Innovation Shortfall, Low Hanging Fruit, and the Frontiers of Knowledge
Tyler Cowen has a new ebook coming out this week. It’s called the Great Stagnation. I’m eager to read it, but based on Tyler’s own description, it appears he echoes some claims Peter Thiel has been making about the lack of innovation we’ve seen since the early 70s. For Thiel’s take here’s a TED talk on the topic and a WSJ interview. iPhones and laptops are palpable, so people tend to doubt these arguments. After all the unseen–what hasn’t happened–is difficult to adduce. But back in 2009 Michael Mandel pointed to some telltale signs:
Cowen explains why median wages in the U.S. have been stagnating since the 70s:
I’m also persuaded by the median income numbers because they are supported by related measurements of other magnitudes. For example, another way to study economic growth is to look not at median income but at national income, gdp, or gross domestic product, the total production of goods and services. Charles I. Jones, an economist at Stanford University, has “disassembled” American economic growth into component parts, such as increases in capital investment, increases in work hours, increases in research and development, and other factors. Looking at 1950–1993, he found that 80 percent of the growth from that period came from the application of previously discovered ideas, combined with heavy additional investment in education and research, in a manner that cannot be easily repeated for the future. In other words, we’ve been riding off the past.
I’d like to add to Cowen’s argument. An economist named Benjamin Jones at Northwestern University looked back over the last 100 years and delved into some interesting data sets on Nobel Prizes, patent filings, and almanac entries. He collected data on the age at which an inventor brings about his first discovery, the average age of a scientist’s greatest accomplishment, and the productivity lifespan of innovators and scientists.
Here are some facts worth considering from the Jones research, that I believe supports the Thiel-Cowen thesis that technological progress has not been proceding apace:
- Innovators today are older than they used to be.
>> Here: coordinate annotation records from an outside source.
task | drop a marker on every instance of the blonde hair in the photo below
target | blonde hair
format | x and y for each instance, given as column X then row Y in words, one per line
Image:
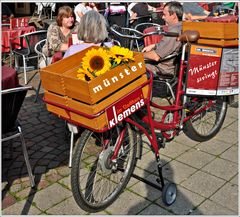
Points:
column 92, row 27
column 64, row 11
Over the last century, the mean age at greatest achievement for both Nobel Prize winners and great tech inventors rose by about 6 years.
- The mean age at which innovators launch their first inventions has increased by 8 years over the course of the century, rising from a mean age of about 23 in 1900 to approx 31 in the year 2000.
- Despite the later and later start, there has been no compensating shift in the productivity of innovators beyond middle age, meaning the late start has truncated careers. We do not see any rise in innovating among 50 and 60 year olds, although people are now more productive in their 40s.
- His data suggests innovation potential is highest approx between the ages of 27 and 42. But the peak has shifted from about age 32 in 1900 to 40 by end of century.
- He estimates a 30 percent decline in life-cycle innovation potential over the 20th century.
- Death of the renaissance inventor: specialization has increased in patent filing. More and more people are working in teams that require a greater division of intellectual labor. And fewer and fewer inventors are making jumps from one patent category to another.
Big takeaway: “The shorter the period that innovators spend innovating, the less their output as individuals over their lifetime. If innovation is central to technological progress, then forces that reduce the length of active innovative careers will reduce the rate of technological progress. This effect will be particularly strong if innovators do their best work when they are young.”
These facts ought to give us pause. Jones postulates that the main reason we see an age shift is because the frontiers of knowledge are farther and farther away. The shoulders of giants are higher. The low fruit has been taken. Because of how complex and specialized our knowledge has become, Jones says the young must spend more and more years training and acquiring knowledge to reach the cutting edge.
Now it may be that the “burden of knowledge” is heavier than it used to be. But my own take is that we shouldn’t confuse the accumulation of credential crud for the difficulty of reaching the frontiers of knowledge. On the macro scale, we often cite the Mancur Olson thesis that special interests sap the dynamism of economic growth over time. I believe the Jones data and Cowen’s arguments present further evidence supporting the Olson story. For instance, why should we believe PhD programs are designed to efficiently move students from ignorance to the frontier of knowledge as quickly as possible? Academics are not mainly truth-seekers. They’re incentivized to pursue other aims such as pleasing their advisors, their tenure review panel, or a grant making body. These aims do not coincide with discovering new and useful knowledge. Secondly, we can go back further. A lot of education from K-12 to college core requirements is a waste of time. How much of this knowledge is relevant to future work making discoveries? If anything, Jones should suggest we try to make education more efficient.
But I digress. In all this discussion, Cardwell’s Law looms in the background. No country stays technologically superior forever. As yesterday’s innovators becomes today’s vested interests, stagnation follows. There are reasons for that. All of these arguments–Thiel’s, Cowen’s, Jones’s–suggest we may need a thousand nations sooner than we think. We will soon find not the singularity, but the stagnation is near.